The other way Katie pays tribute to her parents is by simply trying to be the best parent she can be herself. For Katie, one of the biggest perks of being a mother is also a perk of her job as a high school principal: she is never bored. There is always something new to do or to try out, and every day she cherishes the opportunity to help her children grow and figure out who they are. It’s a busy lifestyle, but in the rare moments that Katie can pause and reflect, she always comes to the same conclusion: she wouldn’t change a thing.
Since Katie Pennington has a long background in education administration, she enjoys sharing tips on how to get kids excited about school. Although she’s always taught at a high school level, her experiences across school districts and her day-to-day interactions with her own kids have given her a much wider perspective. She is able to plan fun activities, help her kids juggle their many interests, and find a way to maintain a balance of it all.

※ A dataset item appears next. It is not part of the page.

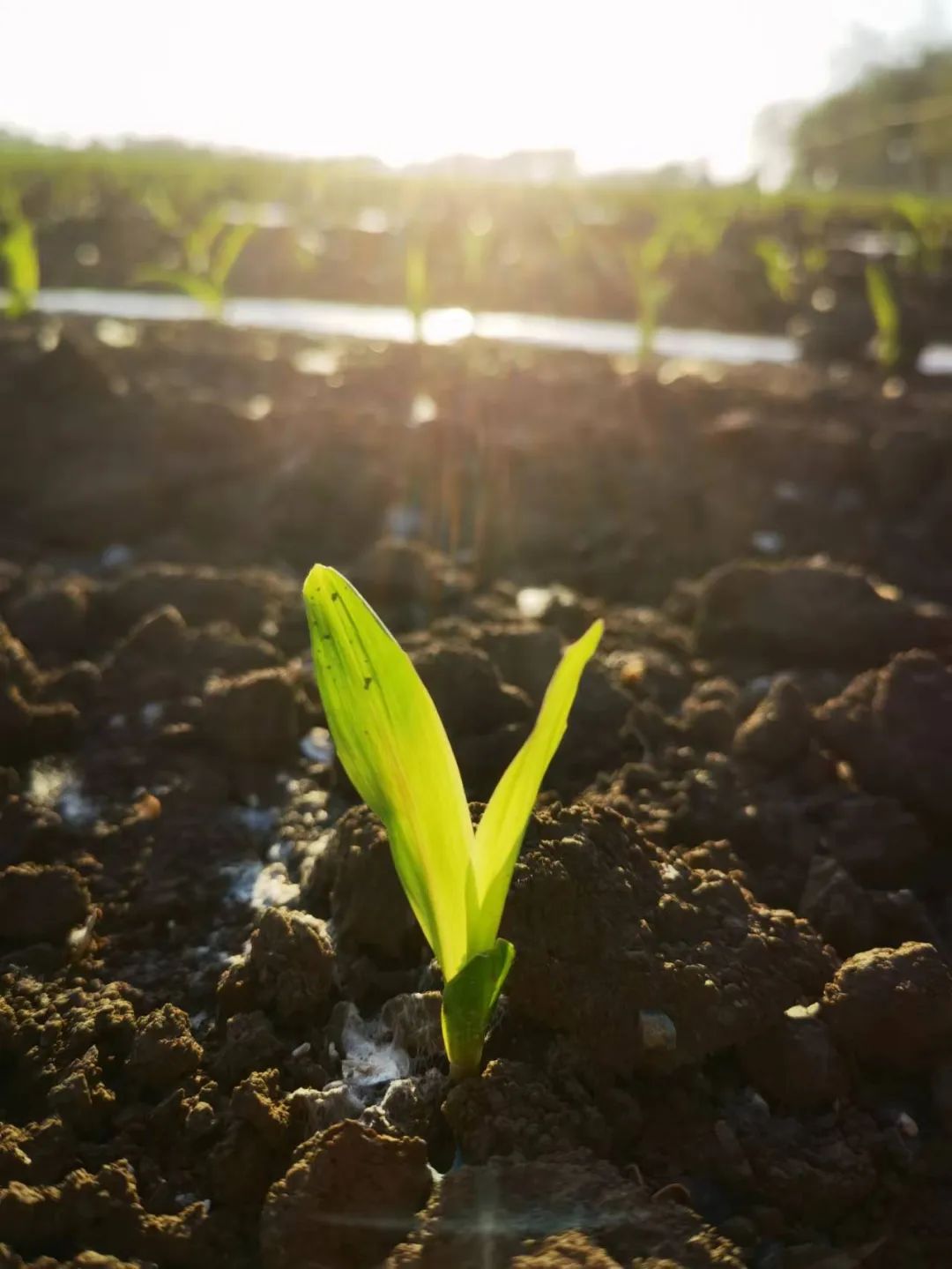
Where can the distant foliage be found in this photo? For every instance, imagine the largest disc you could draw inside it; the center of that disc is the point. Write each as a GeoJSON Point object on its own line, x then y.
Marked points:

One of Katie’s leading philosophies in both parenting and working as a school administrator is adopting and instruction of the Growth Mindset. Coined by creative innovator Carol Dweck, who defines the mindset in the following way. “People believe that their most basic abilities can be developed through dedication and hard work—brains and talent are just the starting point. This view creates a love of learning and a resilience that is essential for great accomplishment.”
When utilized correctly, this attitude can transform one’s method of thinking, acting, and trying again. One of the most challenging policies of the philosophy is that the mindset values failure, something that contradicts many trending efforts in parenting and teaching today. But to Dweck and her followers, failure is the place where the opportunity for growth happens. We learn why our method did not work and we’re asked to try again. This can be extremely successful way to motivate students in a classroom and children at home who find certain tasks or subjects challenging. Growth mindset believes that through practice and creativity, success is possible.